Black player support for the protests, however, is far from unanimous.  Five-time Pro Bowler LeSean McCoy pushed back, saying, "In this country, you can believe what you want, but I think maybe they could choose a better platform to state their beliefs."  Famous MVP and Hall-of-Famer Jim Brown also pushed back, admonishing Kaepernick by saying, "I'm an American – I don't desecrate my flag and my national anthem."  When Brown talked to Cleveland players after the protest on August 21, it had some effect: the players stood for the Anthem at the next game but still locked arms in solidarity.  

Blowback from the Fans

Kaepernick's disrespect last year caused a large number of football fans to stop watching the NFL.  In October 2016, a Seton Hall poll of 841 adults found that overall, NFL ratings were down about 12% year over year, including 24% for Monday night football, 19% for Sunday night football, and 18% for Thursday night football.  It also found that 56% of fans blamed the ratings falloff primarily on the National Anthem protests. 

NFL management, meanwhile, stuck their heads in the sand and blamed the ratings debacle on everything from the presidential election to domestic violence, and from baseball to concussions.  They blamed everything, that is, except for what they could have learned at any sports bar in America – pro football fans were fried at Kaepernick's disrespect for the country.  

A more in-depth survey by J.D. Power and Associates in July found that most fans – 26% of 9,200 surveyed – still cited the Anthem protests as the main reason for walking away from the League in 2016.  Others cited NFL image problems and game delays (24%), too many commercials (20%), and the presidential election (16%).  

It isn't clear whether fans are abandoning the NFL altogether or just watching their home team or boycotting "do not watch" teams.  But on the street, blowback from fans on social media has been personal, racial, and intense.  Some fans posted videos of themselves burning Kaepernick jerseys, and even arch-liberal Supreme Court justice Ruth Bader Ginsburg was quoted as criticizing Kaepernick's Anthem protest as "dumb and disrespectful."

The Squeezing of the NFL

All of this puts the NFL between a rock and a hard place.  Even before the 2017 pre-season is over, a Seventh-Day Adventist church in Alabama accused the NFL of racism and announced a pro football "blackout."  Two sports bars in Chicago are also boycotting NFL games until Kaepernick gets a job, and the NAACP has threatened a similar boycott.

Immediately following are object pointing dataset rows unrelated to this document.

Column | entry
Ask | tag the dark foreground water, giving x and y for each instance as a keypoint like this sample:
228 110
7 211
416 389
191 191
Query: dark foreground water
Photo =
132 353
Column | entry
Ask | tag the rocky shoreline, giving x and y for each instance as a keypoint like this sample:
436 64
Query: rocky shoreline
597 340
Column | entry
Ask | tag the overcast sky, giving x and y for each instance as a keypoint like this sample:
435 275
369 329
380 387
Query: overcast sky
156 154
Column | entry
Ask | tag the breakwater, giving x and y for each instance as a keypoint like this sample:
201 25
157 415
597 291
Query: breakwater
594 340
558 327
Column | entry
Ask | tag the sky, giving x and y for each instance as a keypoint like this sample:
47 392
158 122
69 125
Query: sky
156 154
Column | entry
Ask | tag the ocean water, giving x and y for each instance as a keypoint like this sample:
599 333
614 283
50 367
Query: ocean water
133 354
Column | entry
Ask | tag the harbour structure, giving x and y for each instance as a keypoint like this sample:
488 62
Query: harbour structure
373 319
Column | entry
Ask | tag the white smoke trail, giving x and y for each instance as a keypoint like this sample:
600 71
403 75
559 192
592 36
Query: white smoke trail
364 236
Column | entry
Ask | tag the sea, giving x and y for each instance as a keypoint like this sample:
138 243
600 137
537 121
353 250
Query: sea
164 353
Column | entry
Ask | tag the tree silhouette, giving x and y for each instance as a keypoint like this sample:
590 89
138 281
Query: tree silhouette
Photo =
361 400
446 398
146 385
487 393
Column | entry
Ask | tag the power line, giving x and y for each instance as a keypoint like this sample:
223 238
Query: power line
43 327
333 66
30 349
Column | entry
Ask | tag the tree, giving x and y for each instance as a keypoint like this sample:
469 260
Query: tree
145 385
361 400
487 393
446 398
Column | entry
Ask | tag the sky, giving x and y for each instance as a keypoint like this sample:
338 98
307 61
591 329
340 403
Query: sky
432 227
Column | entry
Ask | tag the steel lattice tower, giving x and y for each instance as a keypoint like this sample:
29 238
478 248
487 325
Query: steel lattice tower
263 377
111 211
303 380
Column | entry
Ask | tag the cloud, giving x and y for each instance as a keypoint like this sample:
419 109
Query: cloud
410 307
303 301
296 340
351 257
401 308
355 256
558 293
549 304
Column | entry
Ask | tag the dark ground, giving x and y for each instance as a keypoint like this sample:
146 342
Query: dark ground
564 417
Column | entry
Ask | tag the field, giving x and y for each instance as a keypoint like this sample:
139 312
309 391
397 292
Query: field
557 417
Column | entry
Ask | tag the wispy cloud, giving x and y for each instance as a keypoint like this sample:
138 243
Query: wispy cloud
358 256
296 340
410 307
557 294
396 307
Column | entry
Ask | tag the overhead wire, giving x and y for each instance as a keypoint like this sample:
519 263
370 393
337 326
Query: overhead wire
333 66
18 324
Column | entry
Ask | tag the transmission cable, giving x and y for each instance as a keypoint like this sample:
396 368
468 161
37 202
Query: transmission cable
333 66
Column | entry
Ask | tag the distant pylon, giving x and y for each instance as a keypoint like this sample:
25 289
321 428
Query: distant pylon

Meanwhile, on the other side of the TV set, fans are up in arms.  In the wake of Cleveland's show of disrespect on August 21, social media lit up.  A local VFW post in Strongsville, Ohio (Post #3345) announced that it would no longer show Cleveland Browns games, and Ohio Supreme Court justice Bill O'Neill announced a boycott of the Browns, calling the player protest an attack on the military.

At the end of the day, black players want social change, and fans want football without the anti-America politics.  The NFL just wants the problem to go away.  It remains to be seen how many teams will join the "disrespect America" protests in 2017, and how many fans will respond with their clickers instead of watching their favorite sport become a political football in America's new culture wars.  It also remains to be seen how the NFL will stop hemorrhaging both viewers and advertising revenue.

There's a lot at stake, and it's not just money.  One more season of this, and we'll have a better idea of whether professional football in America has crossed the Rubicon.  And a better idea of where America's culture wars are heading.

The author, a lifelong Dallas fan, still watches the Cowboys – at least for now.